Applying Wordle-Solving Algorithms to a Finnish Morphophonemic Space
October 23, 2025
Abstract
Sanuli is a Finnish adaptation of Wordle: the task is to identify a hidden five-letter lemma using up to six guesses with positional feedback. Unlike English Wordle, Sanuli draws from Finnish lexicons and includes diacritics (Ä, Ö), which change both letter distributions and phonotactic constraints. This paper formalizes optimal play for Sanuli as a sequential decision problem; compares objective functions used by state-of-the-art solvers (entropy maximization, minimax, expected-remaining); and incorporates Finnish-specific structure such as vowel harmony, gemination, and restricted onset clusters to tighten the search. Using public documentation that Sanuli relies on open Kotus resources, and community analyses that extracted the in-game list and computed first-move entropies, we synthesize a practical, near-optimal strategy. In particular, high-entropy openers such as KASTI, KILTA, KILSA, KARSI, and SILTA emerge, then a shift to a minimax policy once the candidate set is small. We also argue that explicitly testing for duplicate phonemes earlier than in English Wordle is beneficial in Finnish due to productive length contrasts.
1. Introduction
The Wordle family of games is well modeled as sequential information gathering with deterministic feedback constraints; exact optimization is tractable at moderate scale and has been demonstrated for the English instance. Sanuli inherits the rules but operates over Finnish lemmata and orthography (including Ä, Ö), altering priors and legal string shapes. We treat "optimal" as minimizing either the expected number of guesses or the worst-case depth under the standard six-guess budget.
Sanuli's word sources are grounded in open materials from the Institute for the Languages of Finland (Kotus). Public statements and documentation point to Nykysuomen sanalista as a backbone resource, which means solver dictionaries should prefer Kotus-derived lists over ad-hoc corpus scraps.
2. Prior work: solvers and complexity
Exact optimization. For English Wordle, Bertsimas & Paskov gave an exact dynamic-programming solution over the official word lists, proving a globally optimal policy and identifying SALET as the best opener under their objective (≤5 guesses worst-case; mean ≈3.421) [1][2].
Information-theoretic heuristics. A widely used approach scores guesses by expected Shannon information of the feedback partition (entropy) [3].

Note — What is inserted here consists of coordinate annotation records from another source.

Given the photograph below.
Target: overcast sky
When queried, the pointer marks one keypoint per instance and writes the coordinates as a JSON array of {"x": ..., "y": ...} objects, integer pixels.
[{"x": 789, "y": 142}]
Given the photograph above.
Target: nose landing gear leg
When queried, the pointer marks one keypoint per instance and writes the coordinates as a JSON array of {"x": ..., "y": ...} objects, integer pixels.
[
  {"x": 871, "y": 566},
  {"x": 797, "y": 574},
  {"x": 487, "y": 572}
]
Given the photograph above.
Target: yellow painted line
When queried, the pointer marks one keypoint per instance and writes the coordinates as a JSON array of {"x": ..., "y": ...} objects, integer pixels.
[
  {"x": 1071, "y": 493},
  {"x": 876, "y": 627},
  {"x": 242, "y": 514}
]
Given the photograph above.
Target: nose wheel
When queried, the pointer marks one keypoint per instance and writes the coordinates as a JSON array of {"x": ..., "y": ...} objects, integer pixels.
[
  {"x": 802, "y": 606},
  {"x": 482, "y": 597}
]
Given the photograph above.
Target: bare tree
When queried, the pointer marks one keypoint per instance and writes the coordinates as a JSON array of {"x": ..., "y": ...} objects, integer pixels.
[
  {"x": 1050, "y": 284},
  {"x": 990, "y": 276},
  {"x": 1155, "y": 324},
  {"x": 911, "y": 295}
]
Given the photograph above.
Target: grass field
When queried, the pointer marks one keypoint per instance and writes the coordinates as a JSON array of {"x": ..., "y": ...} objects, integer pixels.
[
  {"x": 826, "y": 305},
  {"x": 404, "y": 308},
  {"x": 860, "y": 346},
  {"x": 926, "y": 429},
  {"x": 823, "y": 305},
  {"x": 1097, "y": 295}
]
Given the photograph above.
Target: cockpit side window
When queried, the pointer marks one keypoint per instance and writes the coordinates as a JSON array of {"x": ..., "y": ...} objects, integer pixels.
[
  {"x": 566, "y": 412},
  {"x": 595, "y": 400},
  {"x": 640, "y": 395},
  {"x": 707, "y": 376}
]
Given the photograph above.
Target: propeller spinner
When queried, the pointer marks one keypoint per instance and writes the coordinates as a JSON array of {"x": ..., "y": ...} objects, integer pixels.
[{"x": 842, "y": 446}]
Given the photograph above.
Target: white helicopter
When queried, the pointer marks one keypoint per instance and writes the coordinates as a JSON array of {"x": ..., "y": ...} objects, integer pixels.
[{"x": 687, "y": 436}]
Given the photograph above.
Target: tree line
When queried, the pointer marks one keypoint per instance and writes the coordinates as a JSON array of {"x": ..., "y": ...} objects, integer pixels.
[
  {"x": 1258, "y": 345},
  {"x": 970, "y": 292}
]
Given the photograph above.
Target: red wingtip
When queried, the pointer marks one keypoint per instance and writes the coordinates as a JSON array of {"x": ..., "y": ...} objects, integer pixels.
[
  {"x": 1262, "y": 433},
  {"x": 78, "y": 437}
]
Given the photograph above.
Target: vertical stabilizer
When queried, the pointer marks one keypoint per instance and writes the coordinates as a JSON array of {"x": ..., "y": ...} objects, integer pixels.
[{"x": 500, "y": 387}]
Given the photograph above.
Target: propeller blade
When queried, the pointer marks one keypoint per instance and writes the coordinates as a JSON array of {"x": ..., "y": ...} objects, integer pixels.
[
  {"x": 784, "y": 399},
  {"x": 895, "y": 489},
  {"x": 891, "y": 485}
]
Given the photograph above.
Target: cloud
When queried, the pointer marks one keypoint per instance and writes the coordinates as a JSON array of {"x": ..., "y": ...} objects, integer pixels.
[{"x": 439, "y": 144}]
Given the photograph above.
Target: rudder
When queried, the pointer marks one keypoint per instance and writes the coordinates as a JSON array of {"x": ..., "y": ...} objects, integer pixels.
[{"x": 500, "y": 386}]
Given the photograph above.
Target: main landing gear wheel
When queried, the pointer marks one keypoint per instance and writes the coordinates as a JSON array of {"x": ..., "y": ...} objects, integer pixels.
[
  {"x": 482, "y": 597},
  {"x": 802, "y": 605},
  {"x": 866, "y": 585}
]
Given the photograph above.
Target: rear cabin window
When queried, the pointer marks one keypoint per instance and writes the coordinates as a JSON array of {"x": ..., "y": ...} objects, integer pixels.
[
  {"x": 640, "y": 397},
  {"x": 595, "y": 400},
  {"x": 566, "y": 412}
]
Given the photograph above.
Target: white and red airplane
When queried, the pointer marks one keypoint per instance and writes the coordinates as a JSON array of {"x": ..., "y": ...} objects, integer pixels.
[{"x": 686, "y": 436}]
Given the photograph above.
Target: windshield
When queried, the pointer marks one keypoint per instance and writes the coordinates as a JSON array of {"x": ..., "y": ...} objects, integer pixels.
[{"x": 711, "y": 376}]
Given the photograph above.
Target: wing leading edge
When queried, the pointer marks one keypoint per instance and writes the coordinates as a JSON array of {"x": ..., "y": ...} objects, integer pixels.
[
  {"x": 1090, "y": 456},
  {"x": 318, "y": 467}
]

State space and hardness. General Wordle optimization is NP-hard or NP-complete in the worst case, so exact global optimization is infeasible without structural leverage; this motivates heuristics that exploit language-specific constraints [2].
Community result relevant to Sanuli. A public analysis that extracted Sanuli's internal list from the WASM bundle computed first-move entropies and reported top openers in Finnish (KASTI, KILTA, KILSA, KARSI, SILTA) and an approximate candidate-set size (~3.3k) [4].
3. Objectives and algorithms
We compare three objectives used by Sanuli Solver+ and the literature:
- Entropy maximization. Choose guess g to maximize expected information of the feedback partition 𝒫(g):H(g) = −∑r ∈ 𝒫(g) p(r) log2 p(r)High-entropy guesses "flatten" bins and halve the hypothesis space quickly.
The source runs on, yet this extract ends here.